Brought in to do the LOOGY thing even though there’s little evidence that this is the best way to use him and last year he couldn’t get anyone out no matter how they hit. Sherrill’s career splits are much, much better against lefties (.500 OPS) than righties (.800) but he did his best work when used as a closer.
Sherrill wasn’t drafted out of Austin Peay and wound up spending four and a half years in independent ball before his contract was sold to the Mariners. He made his debut with them in 2004, just a year after joining the organization. He did okay as a utility reliever that year, then spent two seasons as a lefty specialist that didn’t go too well, then had an excellent year in the role in 2007. After that season, he was traded to the Orioles in the disastrous Erik Bedard deal.

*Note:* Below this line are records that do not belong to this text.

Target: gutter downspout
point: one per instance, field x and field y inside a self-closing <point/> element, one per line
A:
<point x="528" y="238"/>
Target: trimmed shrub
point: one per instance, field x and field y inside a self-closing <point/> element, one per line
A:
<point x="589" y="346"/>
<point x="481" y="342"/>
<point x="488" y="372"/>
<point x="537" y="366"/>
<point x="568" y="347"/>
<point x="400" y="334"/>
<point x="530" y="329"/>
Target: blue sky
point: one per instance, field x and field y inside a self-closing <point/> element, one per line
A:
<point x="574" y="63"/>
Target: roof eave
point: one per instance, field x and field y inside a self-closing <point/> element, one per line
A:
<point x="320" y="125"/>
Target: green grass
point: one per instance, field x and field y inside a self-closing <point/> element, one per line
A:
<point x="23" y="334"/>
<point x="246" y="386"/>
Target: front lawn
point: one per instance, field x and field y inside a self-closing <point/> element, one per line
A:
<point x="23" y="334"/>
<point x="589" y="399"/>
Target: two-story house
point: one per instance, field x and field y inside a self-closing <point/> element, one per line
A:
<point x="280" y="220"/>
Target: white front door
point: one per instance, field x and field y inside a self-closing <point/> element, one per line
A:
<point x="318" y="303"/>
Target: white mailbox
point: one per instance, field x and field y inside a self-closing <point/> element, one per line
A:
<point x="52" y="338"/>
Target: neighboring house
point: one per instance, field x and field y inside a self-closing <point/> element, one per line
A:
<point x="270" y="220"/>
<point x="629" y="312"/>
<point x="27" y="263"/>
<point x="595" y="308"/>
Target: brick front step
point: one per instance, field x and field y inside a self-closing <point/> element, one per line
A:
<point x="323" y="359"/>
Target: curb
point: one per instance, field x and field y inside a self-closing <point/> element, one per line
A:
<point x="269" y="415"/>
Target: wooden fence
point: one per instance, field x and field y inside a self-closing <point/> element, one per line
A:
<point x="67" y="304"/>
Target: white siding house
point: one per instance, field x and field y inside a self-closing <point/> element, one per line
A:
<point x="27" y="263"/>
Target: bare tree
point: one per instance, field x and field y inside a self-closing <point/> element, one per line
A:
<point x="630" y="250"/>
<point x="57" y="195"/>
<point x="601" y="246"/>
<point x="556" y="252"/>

Sherrill somehow wound up the Orioles’ closer, and saved 31 games and bad the All-Star team in 2008, even though he wasn’t actually very good, posting a 4.70 ERA. He was great in 2009, with a 2.70 ERA when he was traded to the Dodgers. In LA he was used mostly as a setup man, not exclusively against lefties, and put up an astonishing 0.65 ERA. Nobody’s that good, but Sherrill was a catastrophe in 2010, posting an ERA of 6.69 and being widely bashed. Some criticism has come Joe Torre’s way for not spotting him more against lefties, but I just don’t see it; the stats indicate that Torre was trying to pitch Sherrill mostly against lefties, but even then you’re going to get righies about half the time because of pinch-hitters and how managers arrange their lineups, and righties destroyed him, hitting .427/.516/.707 against him. The Braves signed him as a free agent and will presumably make him the secondary LOOGY.